Elevated latency in the EU region

Incident Report for Fauna

Postmortem

During a software update rollout, a host in the EU region had trouble becoming operational after a restart. It turned out that it failed to properly truncate for several days its local copy of a transaction log. This caused it to try to work through a very large backlog on restart. Normally, FaunaDB nodes aggressively truncate their local copies of transaction logs to discard entries that are no longer needed. This ordinarily keeps these logs small, containing just the most recent few minutes of transaction data and they’re easily re-processed when a node is restarted.

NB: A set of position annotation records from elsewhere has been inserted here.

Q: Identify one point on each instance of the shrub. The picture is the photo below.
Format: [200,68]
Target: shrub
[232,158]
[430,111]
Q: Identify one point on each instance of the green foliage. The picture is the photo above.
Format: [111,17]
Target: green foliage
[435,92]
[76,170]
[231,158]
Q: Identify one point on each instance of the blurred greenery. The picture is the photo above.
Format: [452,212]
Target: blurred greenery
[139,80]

We solved the problem by removing the files representing the problematic node’s local copy of the transaction log. At this point it reacquired the (correctly truncated) log from its replication peers and started up without issue.

We will be instituting internal monitoring and alerting on ages of transaction log files until we can diagnose the root problem: nodes sporadically failing to keep their transaction logs small.

Posted Aug 03, 2020 - 11:29 PDT

Resolved

This incident has been resolved.

Posted Jul 28, 2020 - 12:48 PDT

Monitoring

A fix has been implemented and we are monitoring the results.

Posted Jul 28, 2020 - 12:40 PDT

Update

We are continuing to investigate this issue.

Posted Jul 28, 2020 - 12:33 PDT

Investigating

We are currently investigating this issue.

Posted Jul 28, 2020 - 12:33 PDT

This incident affected: Global Region Group (FQL API).